Line 65: the authors should systematically differentiate between dependent and independent values. Do they do the clustering on the independent or independent variables? It makes a lot of difference, but both options are possible.

In this study we have performed three different clustering applications, two on dependent and one on independent variables. The details of the individual clustering applications are described in section 2.2.2.

Lines 94-96: Removing a soil sample from the modelling because the sand content is too high is not a good reason. This is clearly not an outlier.

The sample we are referring to is located in a small scale geological anomaly and is surrounded by otherwise silty soils.
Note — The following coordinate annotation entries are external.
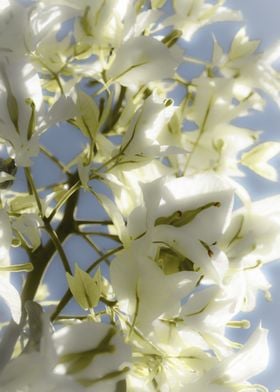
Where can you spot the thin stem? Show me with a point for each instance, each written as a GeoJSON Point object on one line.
{"type": "Point", "coordinates": [54, 159]}
{"type": "Point", "coordinates": [33, 189]}
{"type": "Point", "coordinates": [64, 199]}
{"type": "Point", "coordinates": [58, 245]}
{"type": "Point", "coordinates": [100, 234]}
{"type": "Point", "coordinates": [93, 222]}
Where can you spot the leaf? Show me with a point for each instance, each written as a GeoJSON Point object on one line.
{"type": "Point", "coordinates": [241, 46]}
{"type": "Point", "coordinates": [17, 268]}
{"type": "Point", "coordinates": [89, 113]}
{"type": "Point", "coordinates": [34, 312]}
{"type": "Point", "coordinates": [85, 289]}
{"type": "Point", "coordinates": [256, 159]}
{"type": "Point", "coordinates": [180, 218]}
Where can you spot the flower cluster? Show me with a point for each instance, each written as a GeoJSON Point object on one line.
{"type": "Point", "coordinates": [156, 159]}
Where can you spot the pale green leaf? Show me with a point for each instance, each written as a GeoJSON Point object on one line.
{"type": "Point", "coordinates": [256, 159]}
{"type": "Point", "coordinates": [85, 289]}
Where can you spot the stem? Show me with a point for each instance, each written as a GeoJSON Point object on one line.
{"type": "Point", "coordinates": [41, 257]}
{"type": "Point", "coordinates": [93, 222]}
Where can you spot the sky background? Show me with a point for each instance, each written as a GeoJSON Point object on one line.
{"type": "Point", "coordinates": [263, 22]}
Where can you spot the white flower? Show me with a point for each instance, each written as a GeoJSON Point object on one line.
{"type": "Point", "coordinates": [190, 16]}
{"type": "Point", "coordinates": [21, 100]}
{"type": "Point", "coordinates": [141, 60]}
{"type": "Point", "coordinates": [143, 291]}
{"type": "Point", "coordinates": [94, 354]}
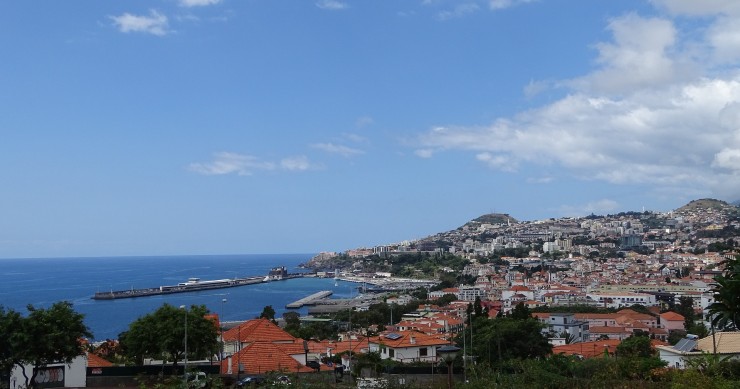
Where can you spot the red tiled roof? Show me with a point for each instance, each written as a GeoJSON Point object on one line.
{"type": "Point", "coordinates": [408, 339]}
{"type": "Point", "coordinates": [258, 330]}
{"type": "Point", "coordinates": [96, 361]}
{"type": "Point", "coordinates": [671, 316]}
{"type": "Point", "coordinates": [259, 358]}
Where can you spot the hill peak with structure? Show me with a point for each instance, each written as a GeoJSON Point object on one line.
{"type": "Point", "coordinates": [500, 234]}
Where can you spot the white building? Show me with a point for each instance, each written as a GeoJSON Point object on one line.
{"type": "Point", "coordinates": [73, 375]}
{"type": "Point", "coordinates": [623, 299]}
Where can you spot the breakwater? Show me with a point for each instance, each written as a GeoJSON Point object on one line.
{"type": "Point", "coordinates": [309, 299]}
{"type": "Point", "coordinates": [192, 285]}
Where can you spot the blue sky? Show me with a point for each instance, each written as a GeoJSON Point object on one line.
{"type": "Point", "coordinates": [255, 126]}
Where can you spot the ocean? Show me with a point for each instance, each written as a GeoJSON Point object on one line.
{"type": "Point", "coordinates": [41, 282]}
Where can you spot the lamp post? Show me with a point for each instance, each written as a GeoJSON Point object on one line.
{"type": "Point", "coordinates": [448, 354]}
{"type": "Point", "coordinates": [185, 367]}
{"type": "Point", "coordinates": [223, 343]}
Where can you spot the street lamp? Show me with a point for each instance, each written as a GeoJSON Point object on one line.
{"type": "Point", "coordinates": [185, 368]}
{"type": "Point", "coordinates": [223, 343]}
{"type": "Point", "coordinates": [448, 354]}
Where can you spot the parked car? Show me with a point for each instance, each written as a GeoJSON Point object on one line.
{"type": "Point", "coordinates": [252, 380]}
{"type": "Point", "coordinates": [282, 380]}
{"type": "Point", "coordinates": [197, 380]}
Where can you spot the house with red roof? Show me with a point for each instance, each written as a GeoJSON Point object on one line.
{"type": "Point", "coordinates": [672, 321]}
{"type": "Point", "coordinates": [406, 346]}
{"type": "Point", "coordinates": [258, 346]}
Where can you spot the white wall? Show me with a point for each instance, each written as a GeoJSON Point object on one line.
{"type": "Point", "coordinates": [73, 375]}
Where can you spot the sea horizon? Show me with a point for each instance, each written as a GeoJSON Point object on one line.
{"type": "Point", "coordinates": [42, 281]}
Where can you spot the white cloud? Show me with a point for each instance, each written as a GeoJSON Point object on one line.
{"type": "Point", "coordinates": [540, 180]}
{"type": "Point", "coordinates": [728, 159]}
{"type": "Point", "coordinates": [699, 8]}
{"type": "Point", "coordinates": [297, 163]}
{"type": "Point", "coordinates": [357, 138]}
{"type": "Point", "coordinates": [503, 4]}
{"type": "Point", "coordinates": [458, 11]}
{"type": "Point", "coordinates": [535, 87]}
{"type": "Point", "coordinates": [424, 153]}
{"type": "Point", "coordinates": [364, 121]}
{"type": "Point", "coordinates": [639, 57]}
{"type": "Point", "coordinates": [198, 3]}
{"type": "Point", "coordinates": [342, 150]}
{"type": "Point", "coordinates": [245, 165]}
{"type": "Point", "coordinates": [646, 115]}
{"type": "Point", "coordinates": [497, 161]}
{"type": "Point", "coordinates": [155, 23]}
{"type": "Point", "coordinates": [599, 207]}
{"type": "Point", "coordinates": [332, 5]}
{"type": "Point", "coordinates": [231, 163]}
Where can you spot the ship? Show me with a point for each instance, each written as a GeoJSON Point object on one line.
{"type": "Point", "coordinates": [195, 284]}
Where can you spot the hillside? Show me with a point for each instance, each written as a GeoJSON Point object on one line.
{"type": "Point", "coordinates": [491, 218]}
{"type": "Point", "coordinates": [706, 205]}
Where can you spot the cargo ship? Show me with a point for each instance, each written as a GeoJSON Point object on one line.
{"type": "Point", "coordinates": [196, 284]}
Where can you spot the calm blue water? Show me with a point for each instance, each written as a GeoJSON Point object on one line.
{"type": "Point", "coordinates": [41, 282]}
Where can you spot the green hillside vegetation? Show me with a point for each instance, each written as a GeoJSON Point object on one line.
{"type": "Point", "coordinates": [705, 204]}
{"type": "Point", "coordinates": [491, 218]}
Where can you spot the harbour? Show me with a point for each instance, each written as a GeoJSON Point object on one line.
{"type": "Point", "coordinates": [195, 284]}
{"type": "Point", "coordinates": [309, 300]}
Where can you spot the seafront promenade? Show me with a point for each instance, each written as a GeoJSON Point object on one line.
{"type": "Point", "coordinates": [388, 283]}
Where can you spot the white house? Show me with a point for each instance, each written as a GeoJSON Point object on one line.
{"type": "Point", "coordinates": [73, 375]}
{"type": "Point", "coordinates": [623, 299]}
{"type": "Point", "coordinates": [726, 344]}
{"type": "Point", "coordinates": [406, 346]}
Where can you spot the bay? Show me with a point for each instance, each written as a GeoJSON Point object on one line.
{"type": "Point", "coordinates": [44, 281]}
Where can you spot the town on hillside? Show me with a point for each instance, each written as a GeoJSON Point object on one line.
{"type": "Point", "coordinates": [634, 297]}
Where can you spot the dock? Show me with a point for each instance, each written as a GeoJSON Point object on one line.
{"type": "Point", "coordinates": [309, 300]}
{"type": "Point", "coordinates": [196, 284]}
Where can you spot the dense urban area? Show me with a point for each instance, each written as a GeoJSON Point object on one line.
{"type": "Point", "coordinates": [635, 299]}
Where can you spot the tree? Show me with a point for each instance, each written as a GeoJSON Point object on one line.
{"type": "Point", "coordinates": [725, 311]}
{"type": "Point", "coordinates": [268, 313]}
{"type": "Point", "coordinates": [10, 323]}
{"type": "Point", "coordinates": [45, 336]}
{"type": "Point", "coordinates": [162, 334]}
{"type": "Point", "coordinates": [685, 308]}
{"type": "Point", "coordinates": [506, 338]}
{"type": "Point", "coordinates": [292, 322]}
{"type": "Point", "coordinates": [521, 312]}
{"type": "Point", "coordinates": [636, 346]}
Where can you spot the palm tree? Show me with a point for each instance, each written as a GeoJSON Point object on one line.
{"type": "Point", "coordinates": [725, 311]}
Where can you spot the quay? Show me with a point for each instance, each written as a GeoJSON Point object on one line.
{"type": "Point", "coordinates": [309, 300]}
{"type": "Point", "coordinates": [196, 284]}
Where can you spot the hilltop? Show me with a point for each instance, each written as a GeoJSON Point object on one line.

The correct prediction of the sample could only be based on the geologic unit, however it is the only sample in that class of geologic unit. The modeling set up as we use it could not possibly predict the soil texture at that location because (a) we need >2 samples for training and testing, and (b) the minimum node size of our random forest model is set to 5. This means that inferring soil texture from this specific geologic unit could only take place if more than 5 samples are available. However, keeping the sample in the model building process would come at a high cost, because the model couldn’t make the necessary distinction to neighboring samples and would therefore strongly deteriorate the model performance in the proximity of this sample. We do agree though that the term outlier is misleading in this context and rewrote the section.

Lines 97-99: a clustering was done on what? On the predictors or the values of the soil properties? It should be systematically written.

We recognize that the description of the clustering approach was difficult to follow and clarified this in the methods section.

Lines 130-131: this is not an accurate description of what random forest is. Also, RF is based on RT, but the authors do not mention the differences.

The description of RF is in lines 130 – 150. The difference between RF and RT is 137 – 144. However, we adapted the text section to clarify the differences between the two algorithms.

Line 134: rectangular region of the predictor space?

Although the phrase is frequently used in the literature, we see that it is easy to misunderstand here. Instead we changed the text to use the term “abrupt changes with predictor thresholds”.

Line 135: I would argue this is not correct. Of course RT are sensitive to the training data, because it is a data-driven model. The text should really be made more precise.

We agree with the reviewer that our description was not clear. We rewrote the section to leave out the shortcoming of RT and emphasize the difference between RF and RT instead.

Line 138: bootstrap sample of the data: training data or predictors?

A more detailed description of the bagging procedure was added to the text to clarify it.

Line 142: the authors should be consistent in the writing: feature, but at other places I see variable, covariate, predictor, predictor variable, predictor data.

We thank the reviewer for this remark and recognize the possible confusion in using multiple terms. The whole manuscript was reviewed in this regard to minimize the number of different terms.

Lines 159-160: what are these traits?

The difficulties in the data structure are described in the section following line 161. We recognize that the transition was difficult to follow and adapted the text accordingly.

Lines 161-166: applying clustering on a mix of categorical and continuous variables is a very complex problem. More information on what has exactly been done is necessary. How are these categorical variables transformed? How can a PCA be made on categorical variables? Also, you should use systematic random sampling, not simple random sampling for collecting a subset. No need to include the minimum and maximum value, and no need to add one sample per class. If the sample is sufficiently large, all classes should be included.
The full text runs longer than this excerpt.